PURPOSE: Seeding the tissue-engineered constructs with endothelial cells (ECs) may accelerate neovascularization and prevent the resorption of the constructs. However, the use of autologous ECs is hampered by the need to harvest a blood vessel from the patient and the technical challenges of EC culture.
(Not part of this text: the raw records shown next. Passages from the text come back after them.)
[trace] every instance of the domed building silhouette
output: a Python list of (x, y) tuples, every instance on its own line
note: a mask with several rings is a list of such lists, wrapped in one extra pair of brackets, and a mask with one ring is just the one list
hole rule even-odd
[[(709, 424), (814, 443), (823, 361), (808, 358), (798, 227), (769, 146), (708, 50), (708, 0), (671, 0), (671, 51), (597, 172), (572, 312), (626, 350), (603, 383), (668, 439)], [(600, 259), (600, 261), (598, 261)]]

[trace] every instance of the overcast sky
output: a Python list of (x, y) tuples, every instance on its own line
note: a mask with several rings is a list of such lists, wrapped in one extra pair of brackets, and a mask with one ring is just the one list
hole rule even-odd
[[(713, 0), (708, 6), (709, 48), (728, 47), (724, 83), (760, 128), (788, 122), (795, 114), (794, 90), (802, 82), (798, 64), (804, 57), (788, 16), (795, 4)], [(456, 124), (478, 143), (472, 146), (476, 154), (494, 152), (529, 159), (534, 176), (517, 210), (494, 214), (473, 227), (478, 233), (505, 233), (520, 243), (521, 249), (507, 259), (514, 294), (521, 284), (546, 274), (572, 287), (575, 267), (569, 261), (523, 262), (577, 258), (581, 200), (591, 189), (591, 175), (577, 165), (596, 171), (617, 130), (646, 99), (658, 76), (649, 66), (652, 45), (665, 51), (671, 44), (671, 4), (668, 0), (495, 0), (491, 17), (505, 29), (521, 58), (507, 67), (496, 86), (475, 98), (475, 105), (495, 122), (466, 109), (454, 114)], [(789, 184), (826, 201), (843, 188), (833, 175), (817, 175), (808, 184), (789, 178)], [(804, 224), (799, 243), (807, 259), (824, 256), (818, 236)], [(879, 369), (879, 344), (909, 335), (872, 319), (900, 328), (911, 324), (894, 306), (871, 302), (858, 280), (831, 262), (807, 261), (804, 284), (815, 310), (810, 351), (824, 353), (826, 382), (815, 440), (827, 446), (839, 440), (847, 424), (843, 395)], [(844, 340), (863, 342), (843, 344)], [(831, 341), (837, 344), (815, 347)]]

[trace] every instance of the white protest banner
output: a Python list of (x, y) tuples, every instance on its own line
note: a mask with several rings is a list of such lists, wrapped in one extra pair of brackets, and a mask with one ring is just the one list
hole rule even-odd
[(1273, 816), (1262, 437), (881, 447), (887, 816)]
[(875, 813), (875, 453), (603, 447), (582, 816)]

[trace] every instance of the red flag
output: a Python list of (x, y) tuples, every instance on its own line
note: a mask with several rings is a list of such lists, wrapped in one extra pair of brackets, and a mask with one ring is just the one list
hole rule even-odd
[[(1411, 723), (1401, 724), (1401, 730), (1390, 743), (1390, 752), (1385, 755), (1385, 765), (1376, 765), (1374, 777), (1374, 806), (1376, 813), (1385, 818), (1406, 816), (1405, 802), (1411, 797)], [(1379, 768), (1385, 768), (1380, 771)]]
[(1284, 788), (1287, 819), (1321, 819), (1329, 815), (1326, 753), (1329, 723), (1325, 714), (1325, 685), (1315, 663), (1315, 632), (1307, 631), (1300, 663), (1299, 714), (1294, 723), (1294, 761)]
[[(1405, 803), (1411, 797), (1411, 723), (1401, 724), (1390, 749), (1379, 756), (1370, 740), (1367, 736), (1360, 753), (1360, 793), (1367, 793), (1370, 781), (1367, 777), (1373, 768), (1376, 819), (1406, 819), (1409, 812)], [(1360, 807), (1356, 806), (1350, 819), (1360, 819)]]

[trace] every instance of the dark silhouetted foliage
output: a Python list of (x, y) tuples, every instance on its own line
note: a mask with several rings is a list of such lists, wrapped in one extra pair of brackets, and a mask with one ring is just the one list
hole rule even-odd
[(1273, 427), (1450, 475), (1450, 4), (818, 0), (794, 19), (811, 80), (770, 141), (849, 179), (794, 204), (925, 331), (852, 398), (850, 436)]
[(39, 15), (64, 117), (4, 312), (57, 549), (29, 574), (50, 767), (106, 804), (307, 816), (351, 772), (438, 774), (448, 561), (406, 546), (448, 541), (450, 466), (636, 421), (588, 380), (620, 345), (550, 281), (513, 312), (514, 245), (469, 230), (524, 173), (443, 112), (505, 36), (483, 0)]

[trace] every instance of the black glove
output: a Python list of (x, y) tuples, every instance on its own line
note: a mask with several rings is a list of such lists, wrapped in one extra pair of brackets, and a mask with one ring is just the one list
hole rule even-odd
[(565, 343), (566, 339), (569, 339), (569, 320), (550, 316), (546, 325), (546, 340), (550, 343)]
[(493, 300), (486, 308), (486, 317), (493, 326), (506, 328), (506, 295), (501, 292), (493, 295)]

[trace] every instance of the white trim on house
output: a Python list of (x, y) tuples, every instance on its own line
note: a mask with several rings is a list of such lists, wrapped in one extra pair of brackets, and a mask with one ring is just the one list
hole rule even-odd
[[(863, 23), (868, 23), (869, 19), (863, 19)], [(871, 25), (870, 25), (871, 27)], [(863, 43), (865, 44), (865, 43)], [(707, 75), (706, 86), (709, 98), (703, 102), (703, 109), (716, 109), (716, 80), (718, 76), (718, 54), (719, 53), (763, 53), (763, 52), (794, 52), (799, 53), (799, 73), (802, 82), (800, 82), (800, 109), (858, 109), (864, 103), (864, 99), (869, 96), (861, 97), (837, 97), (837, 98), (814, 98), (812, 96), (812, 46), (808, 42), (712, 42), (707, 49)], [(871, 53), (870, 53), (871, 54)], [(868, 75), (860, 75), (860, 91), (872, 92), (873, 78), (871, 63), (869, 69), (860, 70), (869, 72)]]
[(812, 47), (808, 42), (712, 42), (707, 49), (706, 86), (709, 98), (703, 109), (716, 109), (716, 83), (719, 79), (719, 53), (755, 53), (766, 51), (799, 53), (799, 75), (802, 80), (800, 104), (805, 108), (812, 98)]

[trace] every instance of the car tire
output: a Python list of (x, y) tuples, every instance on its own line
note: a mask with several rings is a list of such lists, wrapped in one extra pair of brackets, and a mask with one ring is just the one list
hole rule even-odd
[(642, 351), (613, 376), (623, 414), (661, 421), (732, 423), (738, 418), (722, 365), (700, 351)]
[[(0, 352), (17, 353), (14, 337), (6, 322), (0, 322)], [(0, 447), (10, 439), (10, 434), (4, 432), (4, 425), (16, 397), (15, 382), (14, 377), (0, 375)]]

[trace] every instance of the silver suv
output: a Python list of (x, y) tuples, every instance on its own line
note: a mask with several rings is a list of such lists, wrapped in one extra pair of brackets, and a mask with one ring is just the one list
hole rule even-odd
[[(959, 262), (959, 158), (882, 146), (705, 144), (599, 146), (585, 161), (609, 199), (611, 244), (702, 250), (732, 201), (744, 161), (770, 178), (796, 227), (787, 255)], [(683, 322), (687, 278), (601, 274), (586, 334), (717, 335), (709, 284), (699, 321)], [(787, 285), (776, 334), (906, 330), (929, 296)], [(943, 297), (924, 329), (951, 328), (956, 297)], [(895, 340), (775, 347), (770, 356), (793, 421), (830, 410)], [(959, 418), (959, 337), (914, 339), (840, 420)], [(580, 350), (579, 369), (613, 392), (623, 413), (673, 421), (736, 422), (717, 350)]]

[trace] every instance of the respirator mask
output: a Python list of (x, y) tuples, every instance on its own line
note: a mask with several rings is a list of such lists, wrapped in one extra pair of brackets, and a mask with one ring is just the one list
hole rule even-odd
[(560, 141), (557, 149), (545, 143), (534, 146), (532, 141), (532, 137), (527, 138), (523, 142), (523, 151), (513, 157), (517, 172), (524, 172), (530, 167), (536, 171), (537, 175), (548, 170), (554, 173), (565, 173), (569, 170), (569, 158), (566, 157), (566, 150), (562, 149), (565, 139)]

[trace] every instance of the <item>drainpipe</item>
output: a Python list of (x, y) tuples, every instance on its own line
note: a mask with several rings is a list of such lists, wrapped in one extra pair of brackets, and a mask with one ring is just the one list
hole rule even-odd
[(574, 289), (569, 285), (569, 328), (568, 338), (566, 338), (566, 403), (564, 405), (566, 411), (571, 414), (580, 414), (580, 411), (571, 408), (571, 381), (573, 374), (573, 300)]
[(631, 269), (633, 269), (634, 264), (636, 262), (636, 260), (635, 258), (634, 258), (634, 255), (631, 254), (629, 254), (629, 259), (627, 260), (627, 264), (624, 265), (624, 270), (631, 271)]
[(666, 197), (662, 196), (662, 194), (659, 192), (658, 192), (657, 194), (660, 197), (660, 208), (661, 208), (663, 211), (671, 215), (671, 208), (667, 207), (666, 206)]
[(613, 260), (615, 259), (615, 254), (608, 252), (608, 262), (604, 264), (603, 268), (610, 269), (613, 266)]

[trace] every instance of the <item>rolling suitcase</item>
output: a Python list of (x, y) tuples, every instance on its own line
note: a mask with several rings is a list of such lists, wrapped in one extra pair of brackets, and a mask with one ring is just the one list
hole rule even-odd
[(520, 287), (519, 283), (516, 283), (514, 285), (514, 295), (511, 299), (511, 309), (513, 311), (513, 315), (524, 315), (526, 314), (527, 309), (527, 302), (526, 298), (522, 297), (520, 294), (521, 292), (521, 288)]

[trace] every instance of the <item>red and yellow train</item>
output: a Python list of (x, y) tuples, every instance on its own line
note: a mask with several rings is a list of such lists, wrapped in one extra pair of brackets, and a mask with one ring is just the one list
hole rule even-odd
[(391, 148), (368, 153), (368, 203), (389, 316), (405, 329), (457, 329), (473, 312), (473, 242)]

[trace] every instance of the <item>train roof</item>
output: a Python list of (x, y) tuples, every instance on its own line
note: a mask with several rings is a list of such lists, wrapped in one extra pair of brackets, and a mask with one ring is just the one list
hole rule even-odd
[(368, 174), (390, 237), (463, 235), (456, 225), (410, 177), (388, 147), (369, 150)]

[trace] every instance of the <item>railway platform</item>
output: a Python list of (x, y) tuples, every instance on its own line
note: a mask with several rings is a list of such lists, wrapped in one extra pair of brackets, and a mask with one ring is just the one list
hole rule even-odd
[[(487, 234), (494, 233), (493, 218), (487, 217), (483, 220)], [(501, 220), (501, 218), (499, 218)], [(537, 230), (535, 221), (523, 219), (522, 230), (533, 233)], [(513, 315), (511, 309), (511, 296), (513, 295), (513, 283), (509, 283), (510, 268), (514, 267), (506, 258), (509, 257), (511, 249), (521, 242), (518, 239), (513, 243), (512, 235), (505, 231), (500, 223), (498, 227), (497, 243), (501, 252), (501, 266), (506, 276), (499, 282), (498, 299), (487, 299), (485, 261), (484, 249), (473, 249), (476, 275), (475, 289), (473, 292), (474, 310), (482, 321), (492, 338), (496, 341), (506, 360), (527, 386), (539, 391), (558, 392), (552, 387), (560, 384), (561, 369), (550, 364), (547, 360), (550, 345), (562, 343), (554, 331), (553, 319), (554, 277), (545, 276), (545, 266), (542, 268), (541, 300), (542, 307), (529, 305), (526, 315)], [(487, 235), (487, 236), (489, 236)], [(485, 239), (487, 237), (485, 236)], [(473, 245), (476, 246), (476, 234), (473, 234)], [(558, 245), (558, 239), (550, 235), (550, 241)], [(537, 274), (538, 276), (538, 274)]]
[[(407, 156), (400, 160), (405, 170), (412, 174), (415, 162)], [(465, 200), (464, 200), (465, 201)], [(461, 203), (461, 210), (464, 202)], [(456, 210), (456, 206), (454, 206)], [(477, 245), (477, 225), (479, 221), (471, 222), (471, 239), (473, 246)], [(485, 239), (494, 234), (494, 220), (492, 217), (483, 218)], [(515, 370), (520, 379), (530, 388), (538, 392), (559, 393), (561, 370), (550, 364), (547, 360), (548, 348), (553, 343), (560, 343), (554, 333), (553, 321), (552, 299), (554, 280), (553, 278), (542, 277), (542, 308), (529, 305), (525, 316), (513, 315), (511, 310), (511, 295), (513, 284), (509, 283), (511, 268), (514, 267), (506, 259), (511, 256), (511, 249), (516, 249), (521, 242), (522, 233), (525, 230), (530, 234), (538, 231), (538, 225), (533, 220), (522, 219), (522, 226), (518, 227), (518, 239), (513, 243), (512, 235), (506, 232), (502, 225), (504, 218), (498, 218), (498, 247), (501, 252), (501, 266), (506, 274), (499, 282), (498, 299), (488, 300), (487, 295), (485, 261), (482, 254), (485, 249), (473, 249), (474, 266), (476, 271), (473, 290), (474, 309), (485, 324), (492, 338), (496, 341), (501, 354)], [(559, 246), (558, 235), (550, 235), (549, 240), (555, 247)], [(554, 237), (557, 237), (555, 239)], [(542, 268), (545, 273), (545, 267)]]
Our aim in this study is to determine whether human adipose-derived stem cells (ASCs) can be an alternative EC source for clinical tissue engineering applications.
METHODS: We harvested human ASCs from adipose tissue samples via enzymatic digestion and characterized them with flow cytometry and tri-lineage differentiation. We fed ASCs from PIII-V with EGM-2MV endothelial cell differentiation medium (Lonza Pharmaceuticals, Basel, Switzerland) for up to three weeks. We harvested the cells after 1, 2 and 3 weeks, and evaluated endothelial differentiation with Quantitative Real Time-Polymerase Chain Reaction (qRT-PCR), flow cytometry, and angiogenic sprouting assays.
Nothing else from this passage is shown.